Running in a Node/Bun/Electron host? You can skip the proxy and pass the real Gradium URL as wsUrl, but you'll also need to monkey-patch WebSocket with a version that supports headers (e.g. the ws npm package).
Install
Already in the workspace — pi-reviewer/package.json depends on it via file:../libs/lib-gradium and imports as:
import { GradiumSTT, type TranscriptionEvent, type VadEvent } from '@agsk/lib-gradium';
If adding to a new package in this monorepo, declare "@agsk/lib-gradium": "file:../../libs/lib-gradium" in its package.json and run npm install at the repo root.
API
class GradiumSTT {
constructor(config: { apiKey: string; wsUrl?: string });
onTranscription: (e: { type: 'transcription'; text: string; is_final: boolean }) => void;
onVad: (e: { type: 'vad'; confidence: number }) => void;
onError: (err: Error) => void;
onRaw: (msg: unknown) => void;
start(): Promise<void>;
stop(): void;
}
Transcription semantics
is_final: false — a live partial. text is the accumulated transcript for the current turn (SDK concatenates incoming text server messages). Safe to render as-is.
is_final: true — fires once per turn, when the server sends end_text. text is the final utterance. After this, the accumulator resets.
Usage
import { GradiumSTT } from '@agsk/lib-gradium';
const stt = new GradiumSTT({
apiKey: import.meta.env.GRADIUM_API_KEY,
wsUrl: 'ws://127.0.0.1:5174',
});
stt.onTranscription = (e) => {
if (e.is_final) console.log('final:', e.text);
else console.log('partial:', e.text);
};
stt.onVad = (e) => {
if (e.confidence > 0.5) console.log('speaker paused');
};
stt.onError = (err) => console.error(err);
document.getElementById('start')!.onclick = () => stt.start();
document.getElementById('stop')!.onclick = () => stt.stop();
Demo
A working end-to-end demo is at libs/lib-gradium/demo/ — Vite dev server + embedded proxy + minimal HTML harness. Run:
npm run dev -w @agsk/lib-gradium-demo
The demo reads GRADIUM_API_KEY from the monorepo-root .env. Verify any changes to the SDK here before wiring them into pi-reviewer.
Best practices
- Call
start() from a user gesture. Browsers block getUserMedia outside of user-initiated event handlers.
- Let the SDK gate on
ready. Don't send audio or any other frames yourself — the SDK waits for the server's ready message before connecting the audio graph.

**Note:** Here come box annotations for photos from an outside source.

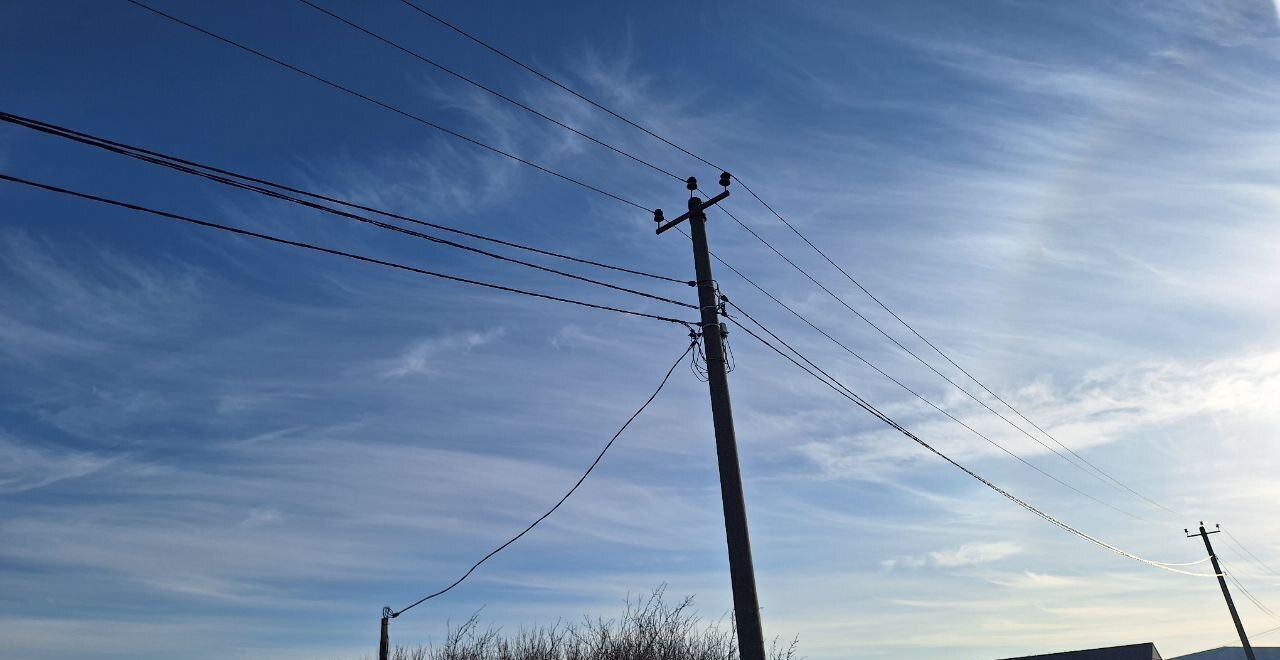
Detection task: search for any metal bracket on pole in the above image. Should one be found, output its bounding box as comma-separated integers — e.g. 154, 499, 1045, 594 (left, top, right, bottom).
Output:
1183, 521, 1256, 660
378, 608, 399, 660
653, 173, 765, 660
653, 191, 728, 234
653, 171, 731, 234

- Don't bundle the API key into the browser. The demo does for local convenience, but any shipped app should terminate auth at the proxy (the proxy injects the header from a server-side secret; the browser talks to the proxy with no key).
- Use
onRaw for debugging unknown server behavior. If Gradium starts sending a new message type, it'll show up there before the SDK's dispatch is updated.